The assistance of a professional incentive company will help you design a positive, uplifting program with measurable results. Collaboration is a next step beyond just regular engagement.
CEO of Wynn Resorts, Steve Wynn on Employee Engagement.
A note about cash rewards.
Sure who doesn't love cash. Once received it is quickly forgotten. Not to mention possible tax implications for all. Cash rewards do little to nurture that level of engagement and collaboration you want because money has no trophy value and is gone quickly. Cash is not king.
When your workplace environment is toxic and employee recognition is absent your customers base will suffer and your "rock star" will most likely jump ship.
Case in point is the story of Greg Smith.
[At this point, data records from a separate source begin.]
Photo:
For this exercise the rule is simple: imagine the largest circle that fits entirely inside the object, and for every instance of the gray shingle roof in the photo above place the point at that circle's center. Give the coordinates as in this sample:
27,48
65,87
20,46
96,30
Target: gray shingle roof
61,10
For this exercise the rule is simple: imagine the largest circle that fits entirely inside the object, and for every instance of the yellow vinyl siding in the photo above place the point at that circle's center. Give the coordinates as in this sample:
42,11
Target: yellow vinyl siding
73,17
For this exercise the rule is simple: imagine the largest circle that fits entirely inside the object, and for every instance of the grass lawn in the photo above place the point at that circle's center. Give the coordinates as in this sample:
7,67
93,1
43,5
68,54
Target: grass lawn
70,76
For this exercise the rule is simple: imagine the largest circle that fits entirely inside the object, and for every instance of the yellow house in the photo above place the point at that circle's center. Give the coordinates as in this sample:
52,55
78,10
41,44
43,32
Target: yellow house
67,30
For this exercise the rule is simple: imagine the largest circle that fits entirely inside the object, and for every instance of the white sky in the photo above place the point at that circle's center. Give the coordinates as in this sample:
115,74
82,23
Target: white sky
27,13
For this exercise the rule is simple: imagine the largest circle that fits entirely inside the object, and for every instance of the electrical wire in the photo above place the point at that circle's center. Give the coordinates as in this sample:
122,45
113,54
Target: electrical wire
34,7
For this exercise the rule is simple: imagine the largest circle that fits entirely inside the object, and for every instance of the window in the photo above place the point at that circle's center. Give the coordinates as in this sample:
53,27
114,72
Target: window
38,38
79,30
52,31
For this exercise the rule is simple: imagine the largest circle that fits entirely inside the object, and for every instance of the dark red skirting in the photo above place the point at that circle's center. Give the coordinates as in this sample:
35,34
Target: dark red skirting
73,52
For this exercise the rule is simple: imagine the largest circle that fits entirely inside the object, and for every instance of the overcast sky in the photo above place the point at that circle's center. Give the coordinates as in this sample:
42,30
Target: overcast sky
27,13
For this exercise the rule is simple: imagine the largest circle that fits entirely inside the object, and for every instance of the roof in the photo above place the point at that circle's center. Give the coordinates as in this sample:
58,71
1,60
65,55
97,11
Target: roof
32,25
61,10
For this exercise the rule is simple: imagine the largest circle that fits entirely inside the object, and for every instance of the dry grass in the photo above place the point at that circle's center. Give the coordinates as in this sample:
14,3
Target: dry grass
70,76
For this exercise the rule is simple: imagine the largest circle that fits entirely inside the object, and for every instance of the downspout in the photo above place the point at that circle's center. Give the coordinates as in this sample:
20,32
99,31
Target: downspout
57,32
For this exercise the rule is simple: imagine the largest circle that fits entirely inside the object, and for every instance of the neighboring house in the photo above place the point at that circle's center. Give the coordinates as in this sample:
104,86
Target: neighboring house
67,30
Disengaged and disillusioned, after 12 years with Goldman Sachs he resigns.
"And I can honestly say that the environment now is as toxic and destructive as I have ever seen it. To put the problem in the simplest terms, the interests of the client continue to be sidelined in the way the firm operates and thinks about making money. Goldman Sachs is one of the world’s largest and most important investment banks and it is too integral to global finance to continue to act this way. The firm has veered so far from the place I joined right out of college that I can no longer in good conscience say that I identify with what it stands for."
According to some estimates his leaving cost Goldman Sachs over $2 billion.
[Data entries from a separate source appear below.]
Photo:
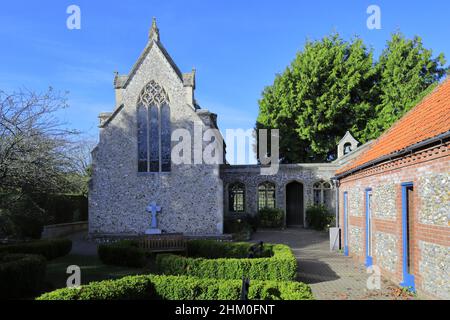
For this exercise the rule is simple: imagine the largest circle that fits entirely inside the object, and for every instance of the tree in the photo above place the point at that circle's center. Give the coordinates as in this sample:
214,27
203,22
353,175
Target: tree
34,157
333,86
406,70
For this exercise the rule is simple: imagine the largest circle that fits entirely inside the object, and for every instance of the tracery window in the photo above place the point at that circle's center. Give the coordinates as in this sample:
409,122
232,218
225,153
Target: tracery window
236,197
266,196
323,193
154,129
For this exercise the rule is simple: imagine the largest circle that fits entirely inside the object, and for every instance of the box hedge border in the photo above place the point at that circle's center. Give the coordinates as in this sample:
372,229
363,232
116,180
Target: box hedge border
122,253
281,266
21,275
159,287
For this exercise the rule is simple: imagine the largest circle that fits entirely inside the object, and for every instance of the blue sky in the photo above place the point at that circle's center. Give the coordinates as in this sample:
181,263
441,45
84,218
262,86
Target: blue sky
237,47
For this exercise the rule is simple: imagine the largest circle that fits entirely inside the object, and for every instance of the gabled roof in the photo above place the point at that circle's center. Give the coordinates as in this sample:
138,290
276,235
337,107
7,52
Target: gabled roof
429,119
122,81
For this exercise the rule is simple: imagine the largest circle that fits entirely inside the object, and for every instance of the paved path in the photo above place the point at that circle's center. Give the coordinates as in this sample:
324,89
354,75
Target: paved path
81,246
331,275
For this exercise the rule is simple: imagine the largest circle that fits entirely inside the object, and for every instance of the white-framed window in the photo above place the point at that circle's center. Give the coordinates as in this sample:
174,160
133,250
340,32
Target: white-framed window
266,195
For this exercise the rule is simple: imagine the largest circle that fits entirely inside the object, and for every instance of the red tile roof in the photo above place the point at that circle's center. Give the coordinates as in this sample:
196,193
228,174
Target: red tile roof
430,118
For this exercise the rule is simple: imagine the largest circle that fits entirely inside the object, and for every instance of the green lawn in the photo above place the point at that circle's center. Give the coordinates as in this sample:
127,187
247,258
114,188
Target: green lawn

An un-engaged workforce can be big time costly. Some of the most revealing studies on employee and customer behavior come from Gallup. More than 75 years providing research and analytics, here is what they say.
The lost productivity of actively disengaged employees costs the US economy $370 BILLION annually.
70% of engaged employees indicate they have a good understanding of how to meet customer needs; only 17% of non-engaged employees say the same.
78% would recommend their company’s products of services, against 13% of the disengaged.
Engaged employees advocate their company or organization – 67% against only 3% of the disengaged.
86% of engaged employees say they very often feel happy at work, as against 11% of the disengaged. 45% of the engaged say they get a great deal of their life happiness from work, against 8% of the disengaged.
Higher levels of engagement are strongly related to higher levels of innovation. 59% of engaged employees say that their job brings out their most creative ideas against only 3% of disengaged employees.
18% of dis-engaged employees actually undermine their co-workers’ success.
72% of US workers are not engaged in their work. Defined as essentially sleep walking throughout their day.
A small sample of stats which raises the question:
Do CFOs and Human Resource leaders have at their fingertips the ability to change the economic fate of a country? What do you think?
Co author of The Purpose Linked Organization, Alaina Love writes: “HR leaders can work effectively to create a culture in which the passions of the employees have the license to thrive. You have the capacity to turn around those engagement numbers in a big way, and in turn, increase productivity, which impacts the economy.”
You can help employees define and more completely understand the passions for their role in your organization. Love continues: “the outward manifestation of individual purpose and the connection with organizational purpose is key. Individual purpose shows up as visible and measurable passions that impact results.”
Are you clear about your vision and purpose and how to connect your employees to your organization's goals?
Do you sincerely feel your employee's work matters? Do you have a plan in place that connects your workforce to your overall mission?
With what and to whom are you recognizing and rewarding?
You can control the growth and profits of your business, more than you might have previously thought.
Of course, employee engagement provides benefits to everyone.